The Panamanian government may be strangely silent on the issue today, but in the period surrounding the canal transfer, it all but called the US a liar. According to a report by John Lindsay-Poland of the San Francisco-based Fellowship of Reconciliation Panama Campaign, "Panamanian officials pointed to a promise made by Secretary of State Madeleine Albright to send a technical team to verify Panama’s claims that the US left the explosives in plain sight on the firing ranges. Albright issued the promise during a three-hour visit to Panama on July 15, especially made to mollify those who had criticized her absence during the canal transfer ceremonies in December."

Instead of cleaning up its mess, the US has chosen to focus on keeping people away from the contaminated area. "We have always said a small portion of the ranges would have to remain off limits to people because closing them up was not practical or even possible in such cases," Susan Wood, Deputy Secretary of State for Western Hemisphere affairs, told the press last January.
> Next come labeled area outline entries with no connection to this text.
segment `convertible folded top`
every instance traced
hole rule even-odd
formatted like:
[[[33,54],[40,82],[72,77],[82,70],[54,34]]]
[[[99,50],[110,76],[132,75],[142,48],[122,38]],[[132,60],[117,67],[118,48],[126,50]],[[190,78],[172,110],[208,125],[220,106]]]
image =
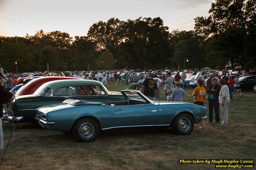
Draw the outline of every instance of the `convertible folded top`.
[[[73,106],[76,105],[101,105],[102,103],[99,102],[88,102],[82,100],[75,100],[72,99],[66,99],[62,102],[63,103],[70,104]]]

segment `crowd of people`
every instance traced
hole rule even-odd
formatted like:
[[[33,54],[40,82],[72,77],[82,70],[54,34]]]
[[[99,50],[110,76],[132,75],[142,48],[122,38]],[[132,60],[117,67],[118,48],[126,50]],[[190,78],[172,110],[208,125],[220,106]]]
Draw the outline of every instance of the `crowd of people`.
[[[0,85],[3,89],[7,91],[17,85],[18,80],[22,77],[21,74],[7,73],[4,74],[1,68],[0,74]],[[203,75],[209,73],[208,71],[201,72]],[[186,74],[181,74],[179,71],[173,76],[171,72],[154,74],[149,73],[141,76],[140,80],[136,80],[135,72],[126,72],[122,76],[120,76],[120,73],[116,72],[95,72],[89,73],[85,72],[66,72],[64,74],[51,73],[45,74],[45,76],[65,76],[80,78],[84,80],[93,80],[99,81],[106,86],[108,82],[113,82],[115,86],[118,86],[118,80],[120,79],[121,85],[124,82],[126,85],[128,82],[131,84],[128,89],[136,90],[144,94],[148,98],[152,100],[161,100],[161,87],[165,90],[165,98],[168,101],[183,102],[183,96],[185,92],[181,87],[185,84]],[[188,73],[189,73],[188,72]],[[202,77],[199,76],[197,80],[197,85],[192,94],[194,97],[194,103],[203,105],[205,103],[205,93],[208,95],[209,110],[209,122],[213,122],[213,110],[215,114],[215,122],[220,122],[219,107],[221,112],[222,123],[221,125],[228,124],[228,105],[233,96],[236,96],[236,91],[240,92],[240,96],[243,96],[240,88],[240,74],[233,79],[231,76],[227,76],[224,73],[221,78],[218,76],[216,73],[209,74],[209,78],[207,80],[206,86]],[[183,87],[185,87],[183,86]],[[204,123],[201,122],[202,128],[205,128]]]

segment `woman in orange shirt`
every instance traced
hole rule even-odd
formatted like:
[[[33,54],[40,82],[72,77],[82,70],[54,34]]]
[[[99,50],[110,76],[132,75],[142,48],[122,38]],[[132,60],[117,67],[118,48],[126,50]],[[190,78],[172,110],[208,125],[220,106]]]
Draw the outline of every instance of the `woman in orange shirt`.
[[[194,97],[194,104],[198,104],[199,105],[203,106],[204,101],[204,95],[205,93],[205,89],[203,86],[203,81],[201,79],[198,79],[197,81],[197,87],[195,88],[192,96]],[[204,123],[203,120],[201,122],[201,125],[200,128],[205,128]]]
[[[14,87],[16,86],[17,86],[17,84],[18,83],[18,76],[16,74],[13,76],[13,80],[12,80],[12,87]]]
In the face of official Panamanian indifference and US irresponsibility, a coalition of environmental groups has tried to bring attention to the problem, pointing out that the Panamanian controversy was part of the larger environmental issue of contamination at US military bases worldwide.

Since the early 1990s, governments, community groups, and environmental organizations have made numerous claims about the US military’s toxic legacy. The US has kept poor records on what kind of explosives were used and where, but the Army estimates that cleanup of the entire problem could cost more than $3 billion.
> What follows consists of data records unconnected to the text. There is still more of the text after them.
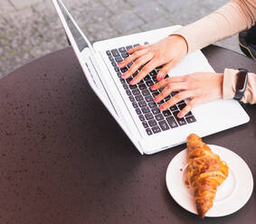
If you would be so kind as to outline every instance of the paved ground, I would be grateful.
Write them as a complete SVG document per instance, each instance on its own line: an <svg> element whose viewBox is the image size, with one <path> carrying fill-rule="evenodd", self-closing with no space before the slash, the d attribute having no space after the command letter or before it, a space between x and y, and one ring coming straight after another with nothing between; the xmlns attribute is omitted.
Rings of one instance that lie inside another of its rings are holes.
<svg viewBox="0 0 256 224"><path fill-rule="evenodd" d="M63 0L91 42L186 24L226 0ZM219 45L240 51L236 37ZM0 0L0 75L67 45L51 0Z"/></svg>

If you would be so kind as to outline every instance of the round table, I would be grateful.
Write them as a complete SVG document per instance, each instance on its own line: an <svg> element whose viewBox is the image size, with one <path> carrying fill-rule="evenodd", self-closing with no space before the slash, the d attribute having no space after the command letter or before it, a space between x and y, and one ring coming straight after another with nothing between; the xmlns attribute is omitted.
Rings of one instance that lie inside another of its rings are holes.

Last October, 70 people from 54 nations and colonies, including Japan, Iceland, Germany, Panama, and the Philippines, attended a grassroots summit in Washington, DC. The conference was organized by the Fellowship of Reconciliation, Arc Ecology, and the Institute for Policy Studies, and the environmentalists and community activists attending met with ambassadors, members of Congress, and Pentagon officials. At its conclusion, the Summit adopted an "Environmental Bill of Rights."

Drafting the document was a positive move, but it’s doubtful anything will be done soon. The US government has shown that it has no shame concerning its toxic legacy, and Panama’s leaders exhibit no will to act. Thus, it’s up to environmental groups and activists to keep the issue alive until stronger, more concerted action can begin to resolve it.